I completely understand why you'd want to get away for few days over Christmas and I'm a bit baffled that this man, who is supposed to love you and care about you, isn't supporting you at such a difficult time. I realise it's hard to understand what it feels like to be pregnant when you're a man, but he could do with showing some fucking empathy! It's hard for you to talk to her DPs about Christmas and sound them out (I'm sure they would indeed love to have their house to themselves for a few days after having you there for months), but without his support you're in a very difficult position Flowers

zafferana · 15/10/2019 10:19

Re: turn taking at Christmas - this is your golden opportunity to nip this in the bud. I've seen over the years what a horrible obligation this kind of thing becomes. It took me until DC1 declared that he wanted to be at home for Christmas to break the habit with my family and it's so nice to just do what he want, when we want, without any expectation. Once you're in your own home next Christmas I would tell everyone that you will not be 'taking turns' from now on.

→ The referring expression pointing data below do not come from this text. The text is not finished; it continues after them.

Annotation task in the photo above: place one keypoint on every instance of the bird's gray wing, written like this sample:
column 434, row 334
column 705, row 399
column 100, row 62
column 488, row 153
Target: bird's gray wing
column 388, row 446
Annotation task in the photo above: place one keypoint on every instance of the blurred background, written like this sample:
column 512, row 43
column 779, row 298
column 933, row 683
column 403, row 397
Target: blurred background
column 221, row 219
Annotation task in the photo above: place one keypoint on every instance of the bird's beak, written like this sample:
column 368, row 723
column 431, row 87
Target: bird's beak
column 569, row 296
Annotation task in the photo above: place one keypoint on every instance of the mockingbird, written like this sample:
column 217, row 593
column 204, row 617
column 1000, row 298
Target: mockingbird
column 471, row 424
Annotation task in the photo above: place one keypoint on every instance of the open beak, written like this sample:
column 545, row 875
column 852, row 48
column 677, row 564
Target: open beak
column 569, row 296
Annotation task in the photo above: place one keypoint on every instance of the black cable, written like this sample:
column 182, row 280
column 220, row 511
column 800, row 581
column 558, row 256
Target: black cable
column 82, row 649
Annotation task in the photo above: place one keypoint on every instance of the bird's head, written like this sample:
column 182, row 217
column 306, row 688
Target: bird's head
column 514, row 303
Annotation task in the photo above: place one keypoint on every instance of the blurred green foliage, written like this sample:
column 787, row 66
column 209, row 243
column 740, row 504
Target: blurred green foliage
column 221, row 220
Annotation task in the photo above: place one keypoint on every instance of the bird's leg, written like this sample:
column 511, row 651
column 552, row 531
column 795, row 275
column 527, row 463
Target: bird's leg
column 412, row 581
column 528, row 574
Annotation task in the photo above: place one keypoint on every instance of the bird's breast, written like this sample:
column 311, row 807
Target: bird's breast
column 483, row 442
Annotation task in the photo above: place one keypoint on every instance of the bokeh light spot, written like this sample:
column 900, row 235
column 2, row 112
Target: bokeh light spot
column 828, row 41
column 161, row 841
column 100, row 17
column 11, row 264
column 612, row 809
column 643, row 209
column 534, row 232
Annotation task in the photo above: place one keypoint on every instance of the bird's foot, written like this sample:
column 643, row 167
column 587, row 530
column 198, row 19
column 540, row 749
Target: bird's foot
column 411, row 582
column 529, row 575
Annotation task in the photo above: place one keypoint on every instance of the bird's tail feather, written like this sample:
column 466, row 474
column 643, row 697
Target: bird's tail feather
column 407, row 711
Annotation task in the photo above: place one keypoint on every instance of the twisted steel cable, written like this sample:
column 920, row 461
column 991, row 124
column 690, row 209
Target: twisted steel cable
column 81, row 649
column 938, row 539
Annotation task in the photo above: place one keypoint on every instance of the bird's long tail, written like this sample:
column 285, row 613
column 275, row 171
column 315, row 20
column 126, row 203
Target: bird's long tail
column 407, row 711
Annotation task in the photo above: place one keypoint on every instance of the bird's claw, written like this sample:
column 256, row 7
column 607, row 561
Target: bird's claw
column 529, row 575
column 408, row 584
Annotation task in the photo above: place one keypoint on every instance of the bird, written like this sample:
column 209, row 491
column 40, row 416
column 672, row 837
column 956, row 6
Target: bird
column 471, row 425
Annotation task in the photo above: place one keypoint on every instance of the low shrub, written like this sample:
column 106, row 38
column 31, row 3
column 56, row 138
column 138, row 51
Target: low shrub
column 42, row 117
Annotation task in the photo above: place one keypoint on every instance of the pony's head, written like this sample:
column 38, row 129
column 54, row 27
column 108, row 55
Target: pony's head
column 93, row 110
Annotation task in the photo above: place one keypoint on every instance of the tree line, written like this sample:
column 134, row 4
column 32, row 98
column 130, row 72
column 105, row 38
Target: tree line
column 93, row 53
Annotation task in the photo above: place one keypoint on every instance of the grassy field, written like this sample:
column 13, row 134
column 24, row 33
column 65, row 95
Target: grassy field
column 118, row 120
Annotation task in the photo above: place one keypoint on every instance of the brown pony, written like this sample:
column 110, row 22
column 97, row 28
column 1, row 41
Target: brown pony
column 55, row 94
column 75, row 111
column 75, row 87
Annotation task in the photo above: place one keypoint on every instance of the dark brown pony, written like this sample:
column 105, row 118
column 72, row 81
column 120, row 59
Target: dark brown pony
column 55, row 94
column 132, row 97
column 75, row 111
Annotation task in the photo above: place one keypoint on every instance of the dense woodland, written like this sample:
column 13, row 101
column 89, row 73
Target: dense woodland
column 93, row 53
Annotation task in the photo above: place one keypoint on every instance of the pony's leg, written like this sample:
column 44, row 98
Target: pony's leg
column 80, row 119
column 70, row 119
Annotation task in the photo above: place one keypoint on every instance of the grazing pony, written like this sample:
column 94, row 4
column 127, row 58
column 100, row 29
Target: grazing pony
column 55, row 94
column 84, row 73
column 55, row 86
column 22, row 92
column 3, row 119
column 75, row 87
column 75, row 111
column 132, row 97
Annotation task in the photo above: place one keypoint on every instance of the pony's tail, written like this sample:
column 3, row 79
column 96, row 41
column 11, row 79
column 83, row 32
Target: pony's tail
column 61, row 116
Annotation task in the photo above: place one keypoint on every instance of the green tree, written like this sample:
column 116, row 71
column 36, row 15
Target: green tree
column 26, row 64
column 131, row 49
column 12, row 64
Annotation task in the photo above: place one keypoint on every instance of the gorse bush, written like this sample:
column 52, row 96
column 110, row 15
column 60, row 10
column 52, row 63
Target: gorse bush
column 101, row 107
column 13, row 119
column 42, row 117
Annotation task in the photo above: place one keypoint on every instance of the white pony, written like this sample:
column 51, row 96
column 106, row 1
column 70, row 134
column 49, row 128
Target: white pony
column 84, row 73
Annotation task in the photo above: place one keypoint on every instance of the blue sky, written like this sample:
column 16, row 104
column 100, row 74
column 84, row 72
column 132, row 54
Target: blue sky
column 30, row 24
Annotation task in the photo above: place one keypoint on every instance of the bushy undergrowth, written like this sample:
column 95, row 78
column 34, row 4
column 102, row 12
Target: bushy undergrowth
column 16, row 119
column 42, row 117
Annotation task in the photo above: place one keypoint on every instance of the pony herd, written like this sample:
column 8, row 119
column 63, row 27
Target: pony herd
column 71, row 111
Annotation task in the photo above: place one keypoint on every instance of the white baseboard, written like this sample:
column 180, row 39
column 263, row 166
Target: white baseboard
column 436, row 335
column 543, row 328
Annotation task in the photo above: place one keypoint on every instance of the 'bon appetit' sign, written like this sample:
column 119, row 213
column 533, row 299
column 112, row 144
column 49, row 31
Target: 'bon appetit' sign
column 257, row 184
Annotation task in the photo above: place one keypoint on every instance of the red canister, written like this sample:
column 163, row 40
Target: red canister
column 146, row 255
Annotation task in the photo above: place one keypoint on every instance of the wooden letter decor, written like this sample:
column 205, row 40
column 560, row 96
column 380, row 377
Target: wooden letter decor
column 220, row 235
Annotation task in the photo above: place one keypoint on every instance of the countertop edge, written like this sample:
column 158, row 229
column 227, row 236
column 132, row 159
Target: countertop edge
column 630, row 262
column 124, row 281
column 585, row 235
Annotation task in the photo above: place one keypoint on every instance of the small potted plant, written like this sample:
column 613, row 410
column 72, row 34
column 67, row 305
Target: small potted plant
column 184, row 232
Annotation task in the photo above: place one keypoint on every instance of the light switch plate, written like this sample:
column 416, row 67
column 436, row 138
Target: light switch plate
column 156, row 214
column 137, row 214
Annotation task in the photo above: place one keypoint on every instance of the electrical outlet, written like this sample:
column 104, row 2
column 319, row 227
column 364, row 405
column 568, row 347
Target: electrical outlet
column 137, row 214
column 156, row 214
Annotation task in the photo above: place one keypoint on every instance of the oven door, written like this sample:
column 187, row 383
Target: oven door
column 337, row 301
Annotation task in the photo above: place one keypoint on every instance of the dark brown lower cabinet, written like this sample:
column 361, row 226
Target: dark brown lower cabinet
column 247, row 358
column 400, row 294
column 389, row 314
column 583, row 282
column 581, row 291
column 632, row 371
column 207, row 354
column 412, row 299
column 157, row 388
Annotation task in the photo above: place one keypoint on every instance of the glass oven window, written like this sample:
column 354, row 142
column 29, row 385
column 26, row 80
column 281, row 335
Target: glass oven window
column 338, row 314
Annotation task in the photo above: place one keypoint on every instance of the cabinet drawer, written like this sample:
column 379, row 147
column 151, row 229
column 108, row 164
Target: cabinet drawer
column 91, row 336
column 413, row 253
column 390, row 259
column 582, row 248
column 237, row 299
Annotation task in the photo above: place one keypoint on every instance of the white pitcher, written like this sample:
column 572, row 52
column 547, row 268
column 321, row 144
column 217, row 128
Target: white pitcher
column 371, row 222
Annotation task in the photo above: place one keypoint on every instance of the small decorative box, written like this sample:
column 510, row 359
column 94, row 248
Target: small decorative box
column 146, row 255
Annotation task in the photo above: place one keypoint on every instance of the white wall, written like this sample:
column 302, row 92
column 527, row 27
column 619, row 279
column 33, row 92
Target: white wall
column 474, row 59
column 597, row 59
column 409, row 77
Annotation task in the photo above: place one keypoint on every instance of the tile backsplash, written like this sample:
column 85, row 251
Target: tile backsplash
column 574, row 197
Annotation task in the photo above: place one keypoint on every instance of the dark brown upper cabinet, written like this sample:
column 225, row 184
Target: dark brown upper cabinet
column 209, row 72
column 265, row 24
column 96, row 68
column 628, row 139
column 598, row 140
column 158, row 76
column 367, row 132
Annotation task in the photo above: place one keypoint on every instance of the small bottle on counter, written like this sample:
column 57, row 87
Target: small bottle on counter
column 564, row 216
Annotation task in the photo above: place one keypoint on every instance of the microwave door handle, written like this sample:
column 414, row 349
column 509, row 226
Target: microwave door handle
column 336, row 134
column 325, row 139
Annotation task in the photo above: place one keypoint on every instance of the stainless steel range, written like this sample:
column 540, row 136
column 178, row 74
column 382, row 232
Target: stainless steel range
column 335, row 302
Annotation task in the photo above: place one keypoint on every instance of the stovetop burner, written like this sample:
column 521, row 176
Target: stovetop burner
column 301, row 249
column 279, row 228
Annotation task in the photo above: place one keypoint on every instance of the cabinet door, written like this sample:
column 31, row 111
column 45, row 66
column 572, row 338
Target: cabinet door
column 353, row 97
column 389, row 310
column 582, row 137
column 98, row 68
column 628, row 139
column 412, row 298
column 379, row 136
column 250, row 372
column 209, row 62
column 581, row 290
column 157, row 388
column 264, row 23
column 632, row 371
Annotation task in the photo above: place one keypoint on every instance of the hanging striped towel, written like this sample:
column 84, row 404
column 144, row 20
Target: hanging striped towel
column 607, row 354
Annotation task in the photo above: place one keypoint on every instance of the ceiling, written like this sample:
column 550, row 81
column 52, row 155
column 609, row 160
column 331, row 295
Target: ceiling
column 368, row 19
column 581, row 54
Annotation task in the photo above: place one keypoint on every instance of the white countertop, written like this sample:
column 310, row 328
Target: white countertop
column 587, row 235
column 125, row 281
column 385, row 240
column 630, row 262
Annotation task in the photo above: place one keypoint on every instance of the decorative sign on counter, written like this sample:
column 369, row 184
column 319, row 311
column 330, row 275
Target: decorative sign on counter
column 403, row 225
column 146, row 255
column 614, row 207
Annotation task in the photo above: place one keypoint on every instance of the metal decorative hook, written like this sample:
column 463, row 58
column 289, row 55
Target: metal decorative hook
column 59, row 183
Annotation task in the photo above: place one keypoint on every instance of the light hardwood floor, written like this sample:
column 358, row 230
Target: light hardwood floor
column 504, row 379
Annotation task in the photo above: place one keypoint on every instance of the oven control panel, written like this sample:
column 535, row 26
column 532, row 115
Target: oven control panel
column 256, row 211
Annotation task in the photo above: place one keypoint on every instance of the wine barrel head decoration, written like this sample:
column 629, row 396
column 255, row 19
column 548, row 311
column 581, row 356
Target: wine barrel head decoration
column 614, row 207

Perhaps you could start hosting Christmas at your house and invite them, to break this tedious tradition?

phoenixrosehere · 15/10/2019 10:21

Why don’t you go rent a serviced apartment and live there if staying with your ILs is such a horrible thing?

Good god are we reading the same thing?
Or did you completely miss OP’s update?

Gustavo1 · 15/10/2019 10:21

There is no sense in sticking to turn taking. As a family in your own home, you will probably change the way you do things next year anyway.
This year you are with your in-laws for the whole season, decorating the tree, Christmas shopping, any meals or events in the run up will be in their home. You will also be back there for new year and any celebrations that entails.
In my opinion, it’s fine to say that there are extenuating circumstances this year so “turn taking” will not stand. You are going to your aunt’s to spend some time with your family.

Quartz2208 · 15/10/2019 10:23

Why on earth do you go out all day you have moved in so they should be showing you some consideration being this pregnant

He seems to get his way with everything, not renting, Christmas and you just seem to take it

Here I think you actually need to just say its what you want to do and see if he is prepared FOR ONCE to go along with you

Pandaintheporridge · 15/10/2019 10:23

OP are they making you stay in your room through something they've said or done, or is that your decision? You might be happier sitting on the couch watching daytime telly rather than wondering the streets.

Pandaintheporridge · 15/10/2019 10:24

wandering

Applesanbananas · 15/10/2019 10:48

Honestly I would say screw it and go to your family. why should you suffer in misery just because it's their 'turn'. You are an adult and you should do what makes you happy, not please people who are making life awful.
Besides you are having a baby, you get to do what you want in this instance. whatever makes you comfortable.

theunknownknown · 15/10/2019 10:56

My mother died before I met my DH. Before she died, my mother would never expect my siblings and their children to be with her on Christmas Day. Sometimes they were there, other years they were at home, no big deal...whatever they decided was fine with her
I have two grown up children and I am a widow. Which means that if my children chose not to spend xmas with me, I would also be fine with it - on the outside. Because I would never want to make them feel beholden to me.

But it would hurt like fucking hell on the inside.